Dies ist der 2. Teil der Fortsetzungsgeschichte „Vier Jahre“.
Kathrin starrt nachdenklich auf ihre wie immer perfekt mit dunkelrotem Nagellack manikürten Finger. Offenbar hat sie einen jener Momente, in denen sie das Geschehen um sich herum ausblenden kann. Ich frage mich, ob ich in der Stimmung, in der sie sein muss, noch etwas so unwichtiges zustande brächte wie die Nägel zu lackieren (nicht, dass ich mir die Nägel lackiere, versteht sich). Ich folge ihrem Blick, vorbei an ihren schönen Händen und auf den regennassen Boden, in dem sich das gelbe Neonschild des „The Clue“ zwischen den unzähligen Schuhen der Wartenden spiegelt.

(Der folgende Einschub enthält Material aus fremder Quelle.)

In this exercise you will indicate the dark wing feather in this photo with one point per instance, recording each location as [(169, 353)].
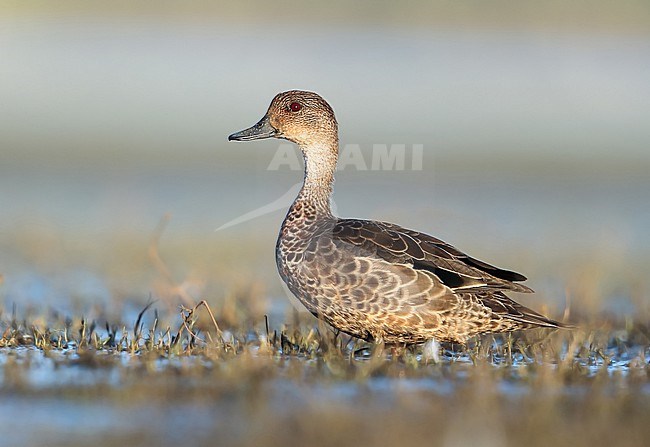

„Hey, Anton, träumst du oder was?“, stupst mich Nadine an, ehe sie schäkert: „Komm schon, ist doch halb so schlimm, du hast nur eine Prüfung versiebt, du alter Hippie. Dauert bloß ein Jahr länger.“
Sie hat gut reden, ist meine erste, leicht eifersüchtige, wenn auch mehrheitlich humorvolle Überlegung. Als Philosoph der einzige unserer Gruppe zu sein, der seine Zeit an der Uni verlängern muss, kratzt etwas an meinem Ego – am Ende beschäftigt mich allerdings etwas anderes mehr.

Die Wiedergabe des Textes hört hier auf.